Domestic violence occurs when a person consistently aims to control their partner through physical, sexual , or emotional abuse . The United States Department of Justice defines domestic violence as “a pattern of abusive behavior in any relationship that is used by one partner to gain or maintain control over another intimate partner.”
When Domestic Violence Becomes Part of Your Identity
Living with domestic violence over time can lead to a fusion of identity and diagnosis. You may find yourself thinking "I am domestic violence" rather than "I have domestic violence." This identity fusion has significant consequences:
- Reduces motivation (why try if this is just who I am?)
- Increases shame and stigma internalization
- Makes recovery feel like losing part of yourself
- Limits how others see you (and how you see yourself)
Reclaiming a Multidimensional Identity
Your identity is vastly larger than domestic violence. A powerful exercise: complete this sentence 20 times with anything other than your struggles:
"I am someone who ___________"
Values, roles, relationships, interests, history, capabilities — all form your identity.

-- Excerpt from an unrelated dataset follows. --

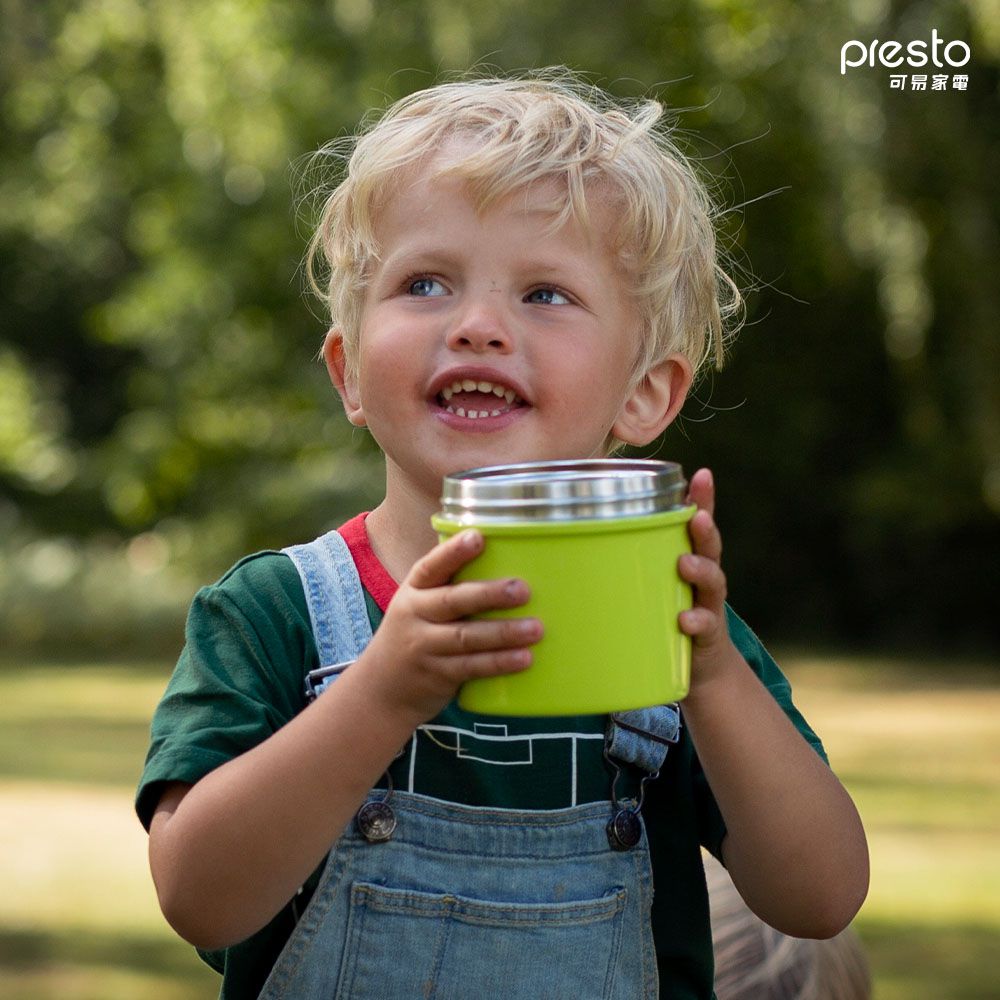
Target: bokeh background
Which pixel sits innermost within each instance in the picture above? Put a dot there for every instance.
(162, 411)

Domestic Violence as One Chapter, Not the Whole Story
Narrative therapy offers a powerful reframe: domestic violence is one story in a much larger life narrative. You are the author, not the character defined by struggle.
Externalizing the problem: Practice talking about "Domestic Violence that visits me" rather than "my Domestic Violence." This linguistic shift creates psychological distance and agency.
Building Identity Beyond Domestic Violence
- Invest in relationships that see your full self, not just your struggles
- Pursue interests unrelated to mental health — art, sport, learning, creativity
- Find meaning — purpose larger than symptom management provides identity anchor
- Contribute to others — giving to others builds positive identity components
- Celebrate growth — document how you've changed, overcome, adapted
The Strengths That Domestic Violence Builds
Many people find that navigating domestic violence develops genuine strengths: deep empathy, resilience, self-awareness, creativity, and a hard-won wisdom about what matters in life.